Coal is carried from a mine in West Virginia to a power plant in Pittsburgh in hopper cars on a long train. The automatic hopper car loader is set to put 75 tons of coal into each car. The actual weights of coal loaded into each car are normally distributed with an average of 75 tons and a standard deviation of 0.8 ton.

What is the chance 20 cars chosen at random will have an average load of less than 74.7 tons of coal?

1.Enter the average of the box:


2.Enter the SD of the box:

3.Enter the number of draws from the box:

4.Calculate the expected value for the average (EVave):

5.Calculate the standard error for the average (SEave):Round to three decimal places.

6.Calculate the chance 20 cars chosen at random will have an average load of less than 74.7 tons of coal. Round your answer to one decimal place.

You can answer 1-3 just by citing the data.

EVave = sample mean

SEave = SEm = SD/√n

Z = (score-mean)/SEm

Find table in the back of your statistics text labeled something like "areas under normal distribution" to find the proportion/probability related to the Z score.

To calculate the chance that 20 cars chosen at random will have an average load of less than 74.7 tons of coal, we need to follow these steps:

1. Enter the average (mean) of the box: Since the average load for each car is given as 75 tons, we enter 75.

2. Enter the standard deviation (SD) of the box: The standard deviation is given as 0.8 ton, so we enter 0.8.

3. Enter the number of draws from the box: The number of cars chosen at random is given as 20, so we enter 20.

4. Calculate the expected value for the average (EVave): The expected value for the average is the same as the population mean, which is 75.

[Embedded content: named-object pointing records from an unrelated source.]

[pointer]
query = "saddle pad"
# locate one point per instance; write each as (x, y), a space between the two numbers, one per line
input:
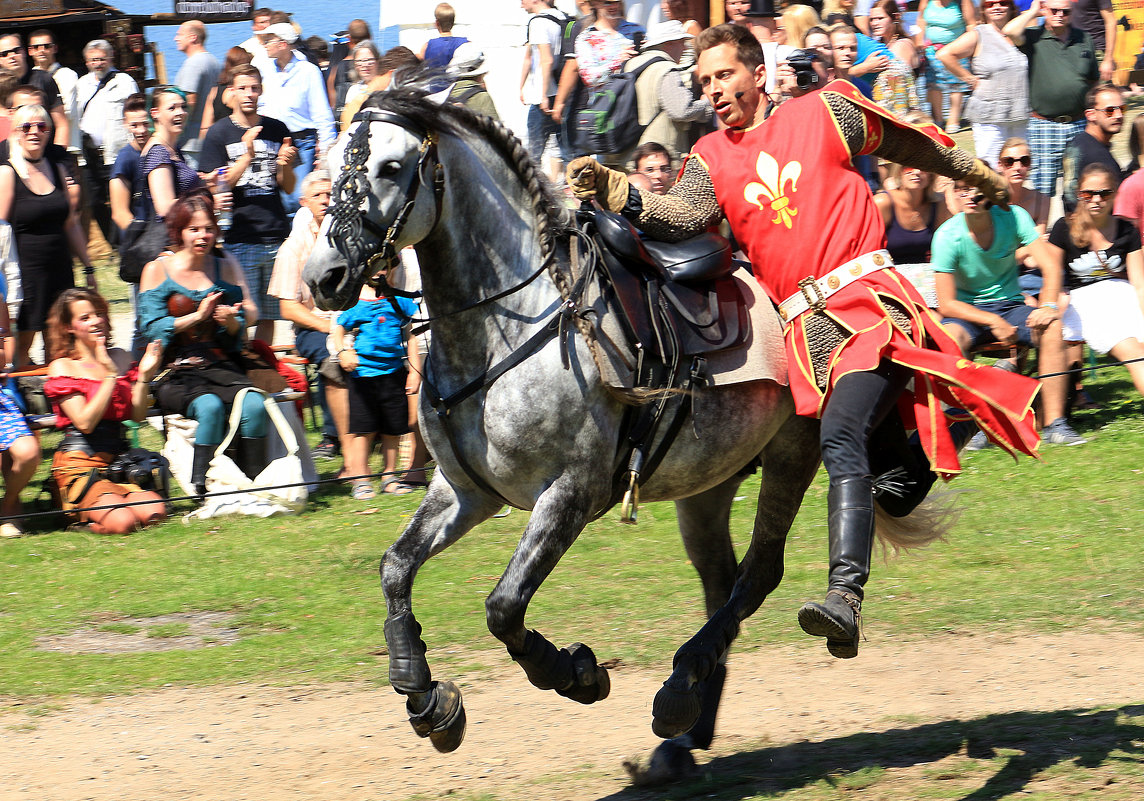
(762, 357)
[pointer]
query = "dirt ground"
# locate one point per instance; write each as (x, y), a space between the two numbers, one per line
(347, 743)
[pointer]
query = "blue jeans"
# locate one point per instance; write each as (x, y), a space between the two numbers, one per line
(212, 412)
(307, 152)
(541, 126)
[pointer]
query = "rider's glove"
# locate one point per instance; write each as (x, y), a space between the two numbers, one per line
(992, 184)
(588, 179)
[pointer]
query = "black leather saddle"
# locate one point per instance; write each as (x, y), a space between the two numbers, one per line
(676, 299)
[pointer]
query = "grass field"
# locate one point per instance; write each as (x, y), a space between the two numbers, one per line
(1041, 546)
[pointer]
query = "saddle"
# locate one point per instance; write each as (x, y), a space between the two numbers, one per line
(675, 304)
(673, 300)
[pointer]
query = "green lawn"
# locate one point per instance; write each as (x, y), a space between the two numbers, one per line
(1041, 546)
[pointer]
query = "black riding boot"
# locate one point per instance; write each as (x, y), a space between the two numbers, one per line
(851, 530)
(252, 455)
(199, 465)
(902, 474)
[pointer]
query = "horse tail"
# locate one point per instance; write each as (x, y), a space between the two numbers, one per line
(931, 521)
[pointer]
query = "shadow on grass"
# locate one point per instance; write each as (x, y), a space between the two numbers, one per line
(1015, 746)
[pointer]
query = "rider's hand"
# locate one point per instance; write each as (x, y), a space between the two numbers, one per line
(992, 184)
(588, 179)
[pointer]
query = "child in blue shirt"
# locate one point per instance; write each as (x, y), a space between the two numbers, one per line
(378, 382)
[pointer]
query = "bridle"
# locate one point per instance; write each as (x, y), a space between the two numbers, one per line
(352, 188)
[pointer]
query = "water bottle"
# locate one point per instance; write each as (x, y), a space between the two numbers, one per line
(222, 187)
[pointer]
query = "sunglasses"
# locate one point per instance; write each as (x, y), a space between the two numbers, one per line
(1009, 160)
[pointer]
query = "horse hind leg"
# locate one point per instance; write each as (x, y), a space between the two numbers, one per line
(789, 462)
(573, 671)
(435, 707)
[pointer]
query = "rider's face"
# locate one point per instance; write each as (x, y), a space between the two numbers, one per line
(733, 89)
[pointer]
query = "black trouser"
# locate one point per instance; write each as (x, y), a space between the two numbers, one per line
(862, 411)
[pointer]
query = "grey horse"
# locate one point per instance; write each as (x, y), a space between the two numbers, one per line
(494, 253)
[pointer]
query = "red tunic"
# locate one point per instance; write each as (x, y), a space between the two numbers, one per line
(799, 208)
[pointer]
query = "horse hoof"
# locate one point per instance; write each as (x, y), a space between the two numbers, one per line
(592, 681)
(443, 719)
(674, 713)
(669, 762)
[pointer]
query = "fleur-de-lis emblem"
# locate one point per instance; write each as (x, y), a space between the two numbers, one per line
(772, 188)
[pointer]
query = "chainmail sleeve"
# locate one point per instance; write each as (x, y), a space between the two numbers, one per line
(686, 211)
(900, 144)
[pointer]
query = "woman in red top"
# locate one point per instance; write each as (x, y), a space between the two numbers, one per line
(93, 390)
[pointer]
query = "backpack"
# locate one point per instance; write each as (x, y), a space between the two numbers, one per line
(567, 41)
(610, 121)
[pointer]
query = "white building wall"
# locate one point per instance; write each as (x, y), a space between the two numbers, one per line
(498, 28)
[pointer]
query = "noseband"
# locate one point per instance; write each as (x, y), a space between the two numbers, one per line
(352, 189)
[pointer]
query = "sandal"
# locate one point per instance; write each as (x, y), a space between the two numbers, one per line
(399, 489)
(363, 490)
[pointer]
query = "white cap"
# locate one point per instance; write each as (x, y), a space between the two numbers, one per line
(664, 32)
(468, 61)
(283, 30)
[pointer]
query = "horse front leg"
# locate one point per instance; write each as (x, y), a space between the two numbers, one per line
(573, 672)
(435, 708)
(789, 462)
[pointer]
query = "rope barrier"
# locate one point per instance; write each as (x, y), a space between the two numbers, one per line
(176, 499)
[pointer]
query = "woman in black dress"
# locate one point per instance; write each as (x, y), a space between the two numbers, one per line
(34, 199)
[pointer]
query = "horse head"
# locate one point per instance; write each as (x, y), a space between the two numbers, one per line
(384, 198)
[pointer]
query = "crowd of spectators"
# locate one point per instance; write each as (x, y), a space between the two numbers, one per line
(228, 160)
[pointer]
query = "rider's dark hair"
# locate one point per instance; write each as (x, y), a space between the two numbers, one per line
(739, 37)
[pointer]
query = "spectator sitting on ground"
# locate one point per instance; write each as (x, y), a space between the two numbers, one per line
(467, 71)
(257, 156)
(975, 261)
(653, 161)
(311, 325)
(196, 303)
(94, 389)
(1099, 255)
(438, 52)
(378, 383)
(20, 450)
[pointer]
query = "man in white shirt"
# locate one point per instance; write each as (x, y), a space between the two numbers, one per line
(198, 74)
(100, 97)
(294, 92)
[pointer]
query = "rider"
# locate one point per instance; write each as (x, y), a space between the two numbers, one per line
(783, 179)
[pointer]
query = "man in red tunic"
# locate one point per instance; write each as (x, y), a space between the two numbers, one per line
(856, 332)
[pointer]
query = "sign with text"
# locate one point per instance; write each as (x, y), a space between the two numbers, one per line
(213, 10)
(10, 9)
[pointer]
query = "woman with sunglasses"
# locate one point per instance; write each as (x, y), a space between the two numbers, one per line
(1103, 268)
(998, 79)
(34, 199)
(166, 173)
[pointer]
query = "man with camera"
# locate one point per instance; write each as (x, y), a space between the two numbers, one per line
(866, 356)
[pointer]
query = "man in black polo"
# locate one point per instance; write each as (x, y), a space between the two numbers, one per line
(1062, 69)
(14, 58)
(1104, 117)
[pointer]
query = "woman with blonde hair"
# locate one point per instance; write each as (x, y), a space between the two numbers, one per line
(34, 198)
(996, 77)
(94, 389)
(795, 22)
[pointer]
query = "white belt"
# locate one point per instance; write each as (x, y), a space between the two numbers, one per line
(812, 292)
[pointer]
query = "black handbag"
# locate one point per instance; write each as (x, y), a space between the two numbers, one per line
(142, 242)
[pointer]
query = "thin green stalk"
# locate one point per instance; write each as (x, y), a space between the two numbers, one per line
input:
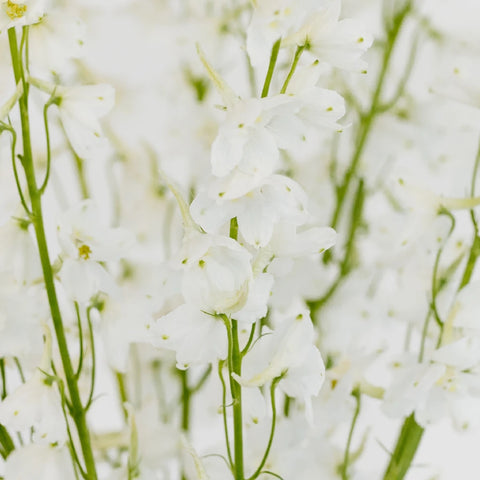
(15, 172)
(78, 413)
(272, 429)
(122, 391)
(224, 411)
(366, 122)
(271, 67)
(247, 346)
(406, 447)
(185, 400)
(6, 442)
(92, 348)
(80, 336)
(47, 138)
(4, 378)
(345, 266)
(235, 367)
(346, 459)
(201, 380)
(236, 388)
(475, 248)
(296, 58)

5. Calculate the standard error for the average (SEave): The standard error for the average is calculated by dividing the standard deviation by the square root of the sample size. In this case, the formula is SEave = SD / sqrt(n) = 0.8 / sqrt(20) ≈ 0.179.

6. Calculate the chance 20 cars chosen at random will have an average load of less than 74.7 tons of coal: To find this probability, we need to calculate the z-score. The z-score is given by the formula (X - EVave) / SEave, where X is the value we are interested in (74.7 tons of coal in this case). Plugging the values into the formula, we get (74.7 - 75) / 0.179 ≈ -0.501.

Using a standard normal distribution table (or a calculator), we can find the area to the left of the z-score -0.501, which represents the probability that the average load of the 20 cars will be less than 74.7 tons of coal. This value is approximately 0.3085, or 30.85%.

So, the chance that 20 cars chosen at random will have an average load of less than 74.7 tons of coal is approximately 30.85%.